Member of the Provincial Assembly of the Punjab
- Incumbent
- Assumed office 24 February 2024
- Constituency: PP-213 Multan-I
- In office 15 August 2018 – 14 January 2022
- Constituency: PP-213 Multan-I
- Constituency: PP-213 Multan-I

Personal details
- Born: 13 January 1984 (age 42) Multan, Punjab, Pakistan
- Party: PPP (2018-present)
- Relations: Ali Musa Gilani (brother) Abdul Qadir Gillani (brother) Kasim Gilani (brother)
- Parent: Yusuf Raza Gillani (father)

= Ali Haider Gillani =

Pakistani politician

Ali Haider Gillani is a Pakistani politician who is the son of former Prime Minister of Pakistan Yusuf Raza Gillani.
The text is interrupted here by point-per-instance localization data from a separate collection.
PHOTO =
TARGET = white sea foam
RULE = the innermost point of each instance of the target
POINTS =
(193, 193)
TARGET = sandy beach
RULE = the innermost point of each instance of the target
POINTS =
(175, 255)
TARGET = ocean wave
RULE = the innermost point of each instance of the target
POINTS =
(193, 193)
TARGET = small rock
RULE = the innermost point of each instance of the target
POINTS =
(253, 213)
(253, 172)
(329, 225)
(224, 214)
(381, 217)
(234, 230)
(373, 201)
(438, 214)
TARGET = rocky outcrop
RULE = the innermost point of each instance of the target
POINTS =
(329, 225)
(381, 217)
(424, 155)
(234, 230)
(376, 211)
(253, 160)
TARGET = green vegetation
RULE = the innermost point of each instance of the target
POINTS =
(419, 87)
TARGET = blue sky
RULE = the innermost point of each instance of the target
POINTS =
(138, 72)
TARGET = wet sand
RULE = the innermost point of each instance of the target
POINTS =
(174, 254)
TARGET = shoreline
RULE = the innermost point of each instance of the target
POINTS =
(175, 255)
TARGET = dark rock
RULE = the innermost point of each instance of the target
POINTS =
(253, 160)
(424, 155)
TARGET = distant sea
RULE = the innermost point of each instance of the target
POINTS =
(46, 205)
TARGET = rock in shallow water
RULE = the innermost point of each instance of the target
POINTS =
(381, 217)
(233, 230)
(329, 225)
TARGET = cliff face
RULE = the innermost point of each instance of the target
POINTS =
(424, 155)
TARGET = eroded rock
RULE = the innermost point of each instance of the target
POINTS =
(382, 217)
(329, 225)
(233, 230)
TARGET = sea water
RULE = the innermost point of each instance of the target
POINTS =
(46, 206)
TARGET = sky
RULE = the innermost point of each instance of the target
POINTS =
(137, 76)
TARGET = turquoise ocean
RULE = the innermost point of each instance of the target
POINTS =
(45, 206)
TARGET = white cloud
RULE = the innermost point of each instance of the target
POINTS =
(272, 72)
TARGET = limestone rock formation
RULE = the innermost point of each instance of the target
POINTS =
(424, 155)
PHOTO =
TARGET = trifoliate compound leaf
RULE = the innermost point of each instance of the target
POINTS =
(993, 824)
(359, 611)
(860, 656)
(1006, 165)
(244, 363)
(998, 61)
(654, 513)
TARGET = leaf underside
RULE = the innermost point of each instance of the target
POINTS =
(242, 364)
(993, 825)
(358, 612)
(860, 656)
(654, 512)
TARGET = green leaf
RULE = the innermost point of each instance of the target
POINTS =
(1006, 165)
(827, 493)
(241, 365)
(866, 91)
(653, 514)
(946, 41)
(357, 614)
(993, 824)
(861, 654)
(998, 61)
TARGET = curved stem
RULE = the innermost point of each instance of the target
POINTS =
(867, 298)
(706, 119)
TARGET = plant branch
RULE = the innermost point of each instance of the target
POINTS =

He was a member of Provincial Assembly of Punjab from August 2018 till January 2023.

==Abduction==
On 9 May 2013, he was kidnapped in his home district of Multan after unidentified gunmen attacked a gathering of the PPP. After three years, Ali, on 10 May 2016 was recovered in an operation by Afghan commandos in Ghazni, Afghanistan.

==Political career==

He has been elected to the Provincial Assembly of the Punjab as a candidate of the Pakistan People's Party (PPP) in the 2018 Punjab provincial election from PP-211 Multan-I.